Baugeschichte - 100 Jahre Hotel Bellevue au Lac in Hilterfingen
Baugeschichte - 100 Jahre Hotel Bellevue au Lac in Hilterfingen
Eine Hotelgründung in bewegter Zeit. Baubeginn 1915, beendet 1919, eröffnet als Hotel 1924. Wir blicken zurück auf eine 100-jährige Geschichte.
Text: Ulrich Schneider | Fotos: Sammlung Alt Hilterfingen
Die ersten bedeutenden Hotelbauten in Hilterfingen entstanden erst im frühen 20. Jahrhundert. Von 1903 bis zum Ende des Ersten Weltkrieges 1918 wurden 5 Hotels errichtet. Das letzte grosse Hotel war das Bellevue au Lac, gelegen an exklusivster Lage zwischen Thunersee und Staatsstrasse. Es ist das einzige Gebäude, welches auch heute noch als Hotel betrieben wird.
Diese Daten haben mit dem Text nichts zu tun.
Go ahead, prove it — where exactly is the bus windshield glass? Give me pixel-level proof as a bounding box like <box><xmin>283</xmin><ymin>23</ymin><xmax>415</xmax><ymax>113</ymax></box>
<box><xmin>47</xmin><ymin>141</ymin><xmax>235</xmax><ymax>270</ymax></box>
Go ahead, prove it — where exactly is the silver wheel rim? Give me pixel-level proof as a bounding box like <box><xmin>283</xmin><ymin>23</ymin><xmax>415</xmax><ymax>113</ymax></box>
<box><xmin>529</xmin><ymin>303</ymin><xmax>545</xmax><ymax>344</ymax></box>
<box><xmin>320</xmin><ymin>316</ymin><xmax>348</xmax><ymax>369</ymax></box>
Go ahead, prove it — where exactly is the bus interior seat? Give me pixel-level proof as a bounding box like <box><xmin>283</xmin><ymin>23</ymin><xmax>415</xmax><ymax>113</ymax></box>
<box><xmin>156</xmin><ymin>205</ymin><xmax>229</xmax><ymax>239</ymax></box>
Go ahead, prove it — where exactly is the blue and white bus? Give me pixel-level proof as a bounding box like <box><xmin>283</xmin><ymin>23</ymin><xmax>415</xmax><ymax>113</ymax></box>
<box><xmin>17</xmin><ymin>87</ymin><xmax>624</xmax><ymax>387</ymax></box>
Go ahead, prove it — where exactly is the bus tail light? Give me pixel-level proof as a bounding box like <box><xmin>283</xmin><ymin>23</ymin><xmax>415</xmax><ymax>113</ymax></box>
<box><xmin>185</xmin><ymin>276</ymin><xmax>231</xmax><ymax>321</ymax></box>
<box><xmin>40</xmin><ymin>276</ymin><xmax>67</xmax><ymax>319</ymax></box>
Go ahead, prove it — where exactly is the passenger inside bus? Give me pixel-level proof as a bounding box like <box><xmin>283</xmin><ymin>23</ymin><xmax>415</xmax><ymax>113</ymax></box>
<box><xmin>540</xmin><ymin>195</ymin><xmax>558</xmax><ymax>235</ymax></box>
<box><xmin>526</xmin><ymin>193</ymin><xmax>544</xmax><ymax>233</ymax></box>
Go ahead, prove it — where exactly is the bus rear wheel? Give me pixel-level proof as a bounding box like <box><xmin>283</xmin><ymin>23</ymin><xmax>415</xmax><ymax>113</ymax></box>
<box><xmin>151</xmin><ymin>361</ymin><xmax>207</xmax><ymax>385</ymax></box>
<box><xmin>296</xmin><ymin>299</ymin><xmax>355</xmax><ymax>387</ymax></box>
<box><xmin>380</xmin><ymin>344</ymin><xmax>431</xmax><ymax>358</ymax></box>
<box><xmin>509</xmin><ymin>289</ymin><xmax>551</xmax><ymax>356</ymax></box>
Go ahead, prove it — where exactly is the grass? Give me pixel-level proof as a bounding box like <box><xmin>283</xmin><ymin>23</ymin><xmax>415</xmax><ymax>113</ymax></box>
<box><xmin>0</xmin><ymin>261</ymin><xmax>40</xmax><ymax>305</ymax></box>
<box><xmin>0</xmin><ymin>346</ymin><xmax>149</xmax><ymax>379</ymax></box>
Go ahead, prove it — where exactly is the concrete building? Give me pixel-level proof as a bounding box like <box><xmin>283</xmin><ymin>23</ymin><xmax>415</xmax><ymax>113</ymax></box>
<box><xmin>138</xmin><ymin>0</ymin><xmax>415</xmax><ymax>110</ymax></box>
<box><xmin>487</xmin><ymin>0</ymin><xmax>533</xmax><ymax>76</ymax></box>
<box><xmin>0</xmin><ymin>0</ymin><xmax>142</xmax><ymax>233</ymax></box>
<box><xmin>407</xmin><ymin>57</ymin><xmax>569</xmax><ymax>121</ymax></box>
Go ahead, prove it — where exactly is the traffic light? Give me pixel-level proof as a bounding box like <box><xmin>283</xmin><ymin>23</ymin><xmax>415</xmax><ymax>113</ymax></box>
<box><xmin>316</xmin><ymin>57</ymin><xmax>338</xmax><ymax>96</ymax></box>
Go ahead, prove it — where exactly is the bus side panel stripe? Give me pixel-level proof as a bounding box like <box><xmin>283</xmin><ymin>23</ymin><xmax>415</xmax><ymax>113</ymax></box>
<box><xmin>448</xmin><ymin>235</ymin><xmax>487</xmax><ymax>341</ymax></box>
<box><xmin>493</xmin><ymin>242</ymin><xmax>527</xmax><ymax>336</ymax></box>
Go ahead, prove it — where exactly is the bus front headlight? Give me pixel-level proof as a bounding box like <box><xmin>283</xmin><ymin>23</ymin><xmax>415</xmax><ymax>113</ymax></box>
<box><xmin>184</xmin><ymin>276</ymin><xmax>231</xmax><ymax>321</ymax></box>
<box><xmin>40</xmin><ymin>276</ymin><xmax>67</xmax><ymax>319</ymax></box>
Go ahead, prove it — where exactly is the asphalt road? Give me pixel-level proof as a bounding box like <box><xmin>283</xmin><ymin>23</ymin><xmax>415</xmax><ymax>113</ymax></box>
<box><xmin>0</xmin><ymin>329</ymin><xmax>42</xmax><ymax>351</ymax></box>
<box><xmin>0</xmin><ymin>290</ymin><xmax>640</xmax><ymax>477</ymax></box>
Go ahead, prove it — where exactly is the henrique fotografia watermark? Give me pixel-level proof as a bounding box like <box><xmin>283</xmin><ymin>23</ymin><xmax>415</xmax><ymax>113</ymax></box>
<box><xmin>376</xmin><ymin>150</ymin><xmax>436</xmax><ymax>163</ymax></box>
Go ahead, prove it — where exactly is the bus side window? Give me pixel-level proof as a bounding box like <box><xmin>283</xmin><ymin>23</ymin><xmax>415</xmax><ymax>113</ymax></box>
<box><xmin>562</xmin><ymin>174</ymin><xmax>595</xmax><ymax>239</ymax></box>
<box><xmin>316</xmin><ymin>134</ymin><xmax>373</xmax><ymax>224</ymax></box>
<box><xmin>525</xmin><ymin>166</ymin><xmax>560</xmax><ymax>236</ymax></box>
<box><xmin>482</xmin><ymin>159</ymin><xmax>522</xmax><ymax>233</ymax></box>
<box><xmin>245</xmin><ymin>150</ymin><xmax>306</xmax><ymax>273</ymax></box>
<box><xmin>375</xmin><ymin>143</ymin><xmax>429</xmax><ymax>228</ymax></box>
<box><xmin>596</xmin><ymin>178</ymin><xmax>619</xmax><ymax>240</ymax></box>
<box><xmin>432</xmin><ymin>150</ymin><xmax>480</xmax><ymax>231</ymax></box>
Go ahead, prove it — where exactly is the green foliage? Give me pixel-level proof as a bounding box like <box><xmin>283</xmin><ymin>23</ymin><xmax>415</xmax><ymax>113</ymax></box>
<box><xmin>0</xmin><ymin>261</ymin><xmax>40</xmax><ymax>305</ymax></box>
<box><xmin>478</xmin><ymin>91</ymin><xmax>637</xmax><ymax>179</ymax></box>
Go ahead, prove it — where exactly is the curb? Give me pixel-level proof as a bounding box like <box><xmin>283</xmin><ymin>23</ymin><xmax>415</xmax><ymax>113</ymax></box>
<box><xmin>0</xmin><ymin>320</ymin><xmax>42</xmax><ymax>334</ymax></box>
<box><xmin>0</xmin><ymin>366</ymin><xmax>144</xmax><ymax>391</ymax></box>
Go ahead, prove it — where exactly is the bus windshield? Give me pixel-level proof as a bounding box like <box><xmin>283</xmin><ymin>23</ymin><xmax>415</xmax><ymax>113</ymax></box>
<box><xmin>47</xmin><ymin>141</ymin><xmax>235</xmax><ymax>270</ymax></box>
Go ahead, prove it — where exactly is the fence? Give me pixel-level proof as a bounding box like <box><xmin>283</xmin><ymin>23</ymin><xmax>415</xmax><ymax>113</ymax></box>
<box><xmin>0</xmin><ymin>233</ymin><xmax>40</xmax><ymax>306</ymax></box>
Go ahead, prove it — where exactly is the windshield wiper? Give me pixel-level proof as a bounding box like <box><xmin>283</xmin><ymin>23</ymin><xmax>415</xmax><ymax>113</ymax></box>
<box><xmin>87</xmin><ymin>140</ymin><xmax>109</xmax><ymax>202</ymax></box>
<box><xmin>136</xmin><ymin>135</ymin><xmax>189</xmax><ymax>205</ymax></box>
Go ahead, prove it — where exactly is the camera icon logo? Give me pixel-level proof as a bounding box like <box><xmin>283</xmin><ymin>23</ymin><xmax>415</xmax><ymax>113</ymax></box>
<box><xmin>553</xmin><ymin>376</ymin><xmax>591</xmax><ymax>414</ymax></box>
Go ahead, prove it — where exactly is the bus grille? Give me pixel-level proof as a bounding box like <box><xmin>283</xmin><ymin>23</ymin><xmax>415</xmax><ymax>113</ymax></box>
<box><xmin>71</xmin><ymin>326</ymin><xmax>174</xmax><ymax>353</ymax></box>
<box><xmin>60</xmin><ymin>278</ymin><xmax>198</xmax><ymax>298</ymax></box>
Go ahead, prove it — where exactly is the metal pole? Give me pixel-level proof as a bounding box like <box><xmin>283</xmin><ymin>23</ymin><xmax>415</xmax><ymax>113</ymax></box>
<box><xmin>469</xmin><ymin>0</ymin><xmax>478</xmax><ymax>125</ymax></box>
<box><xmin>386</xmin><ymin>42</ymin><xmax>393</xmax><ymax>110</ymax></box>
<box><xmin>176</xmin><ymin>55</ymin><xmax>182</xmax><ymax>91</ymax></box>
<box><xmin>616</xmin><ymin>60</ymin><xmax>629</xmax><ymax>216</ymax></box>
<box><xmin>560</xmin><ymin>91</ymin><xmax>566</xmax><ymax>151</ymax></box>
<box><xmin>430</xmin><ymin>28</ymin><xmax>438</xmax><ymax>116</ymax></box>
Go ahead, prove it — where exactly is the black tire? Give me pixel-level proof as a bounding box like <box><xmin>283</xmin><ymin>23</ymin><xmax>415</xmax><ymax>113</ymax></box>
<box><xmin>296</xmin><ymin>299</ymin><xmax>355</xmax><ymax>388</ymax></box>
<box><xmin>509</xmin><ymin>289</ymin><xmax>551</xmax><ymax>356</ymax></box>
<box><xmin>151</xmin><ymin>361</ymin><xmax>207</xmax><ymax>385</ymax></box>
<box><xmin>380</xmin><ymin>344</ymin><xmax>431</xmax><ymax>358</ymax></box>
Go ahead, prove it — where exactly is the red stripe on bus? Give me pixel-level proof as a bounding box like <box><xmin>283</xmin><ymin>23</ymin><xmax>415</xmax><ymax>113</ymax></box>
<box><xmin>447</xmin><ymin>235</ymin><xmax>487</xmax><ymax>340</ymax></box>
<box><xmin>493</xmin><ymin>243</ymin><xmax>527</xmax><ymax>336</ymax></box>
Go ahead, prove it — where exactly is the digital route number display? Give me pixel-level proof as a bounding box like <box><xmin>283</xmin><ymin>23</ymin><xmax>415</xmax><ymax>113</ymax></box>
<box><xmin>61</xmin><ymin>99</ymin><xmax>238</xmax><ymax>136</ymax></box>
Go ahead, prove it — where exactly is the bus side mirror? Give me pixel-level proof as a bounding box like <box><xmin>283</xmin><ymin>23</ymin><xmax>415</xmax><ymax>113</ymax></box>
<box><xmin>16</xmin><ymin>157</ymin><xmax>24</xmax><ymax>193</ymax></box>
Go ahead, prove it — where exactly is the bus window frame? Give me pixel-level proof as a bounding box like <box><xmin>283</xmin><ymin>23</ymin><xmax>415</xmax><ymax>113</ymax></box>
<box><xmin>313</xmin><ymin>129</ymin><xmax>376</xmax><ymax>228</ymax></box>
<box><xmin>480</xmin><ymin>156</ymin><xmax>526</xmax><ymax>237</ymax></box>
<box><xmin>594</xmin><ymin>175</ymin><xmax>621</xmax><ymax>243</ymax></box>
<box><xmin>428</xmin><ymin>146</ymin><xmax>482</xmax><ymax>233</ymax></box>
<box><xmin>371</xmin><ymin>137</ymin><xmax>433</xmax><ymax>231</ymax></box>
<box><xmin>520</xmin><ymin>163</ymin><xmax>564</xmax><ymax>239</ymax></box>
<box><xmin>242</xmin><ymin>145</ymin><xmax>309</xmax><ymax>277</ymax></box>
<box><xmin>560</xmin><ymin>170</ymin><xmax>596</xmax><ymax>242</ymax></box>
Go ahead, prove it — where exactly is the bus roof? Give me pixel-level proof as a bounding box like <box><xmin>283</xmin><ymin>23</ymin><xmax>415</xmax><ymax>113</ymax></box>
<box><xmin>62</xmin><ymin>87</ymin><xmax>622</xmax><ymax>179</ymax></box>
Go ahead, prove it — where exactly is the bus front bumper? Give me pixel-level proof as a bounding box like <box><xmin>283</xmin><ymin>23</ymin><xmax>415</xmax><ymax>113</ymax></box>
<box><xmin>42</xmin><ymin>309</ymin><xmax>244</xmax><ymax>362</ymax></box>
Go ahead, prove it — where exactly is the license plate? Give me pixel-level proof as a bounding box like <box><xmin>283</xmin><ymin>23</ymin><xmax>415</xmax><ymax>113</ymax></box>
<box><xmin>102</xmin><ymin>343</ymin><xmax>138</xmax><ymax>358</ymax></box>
Im Sommer 1915 reicht die Mitbesitzerin der Pension Bellevue (heute altes Bellevue) und Hotelière, Fräulein Louise Bolliger, ein Baugesuch zwecks Erbauung eines neuen Hotelgebäudes in Beton, mit Backsteinmauer und mit Ziegeldach auf der am See gelegenen Parzelle gegenüber der Pension Bellevue, zur Ergänzung des bestehenden Geschäftes zuhanden einer AG, ein. Die Baubewilligung wird am 11. August 1915 erteilt.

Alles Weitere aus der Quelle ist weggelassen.